Spas are very well known in Bali. They supply a complete array of classic facials, massages, and body treatments initiated by a Balinese foot bath ceremony that is sacred.

When to Go to Bali

The season of April through October is the best time the weather is humid and warm. Summit attracts peak rates, although the peak tourist times are July through September. To beat the crowds, warmth, and the higher costs, go at the beginning of the dry period between April and early June. Stay away from monsoon season November through March.

Health Concerns

The health care system of Bali is well below international standards. Therefore travelers must take out medical insurance. Ensure the policy includes air travel coverage to Singapore (or an identical destination) in case of a health emergency. Do drink tap water and then use it to decrease the chance of dengue fever. Malaria is present; however, there’s not much risk in the hotel areas. Before visiting, always check with a doctor or travel clinic about vaccinations that are recommended.

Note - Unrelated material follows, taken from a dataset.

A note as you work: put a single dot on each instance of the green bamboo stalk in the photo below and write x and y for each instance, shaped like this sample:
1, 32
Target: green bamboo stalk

Fascinating Facts about Bali

The Balinese title their kids in the order they are born, so most Balinese people have one of four names given. Wayan is your firstborn, Made is the next, Nyoman is the third, and Ketut is your fourth. There is not any gap in the titles between girls or boys.

Kopi Luwak coffee is easily the most expensive coffee globally, made at some coffee plantations in Bali. Its nickname is “cat-poop java,” since it’s made of coffee beans ingested from the Asian palm civet, who afterward defecate out of them. It is said that the bean belongs from the civet tract, resulting in a bean that offers a smoother flavor.

Now you’ve known a bit more about this island in Indonesia. It’s time to experience the culture and its beauty.

Whenever you travel in Bali, let the Balinese spirit in: chill out, breathe, and enjoy the ride. Explore Bali more and visit Wonderful Indonesia.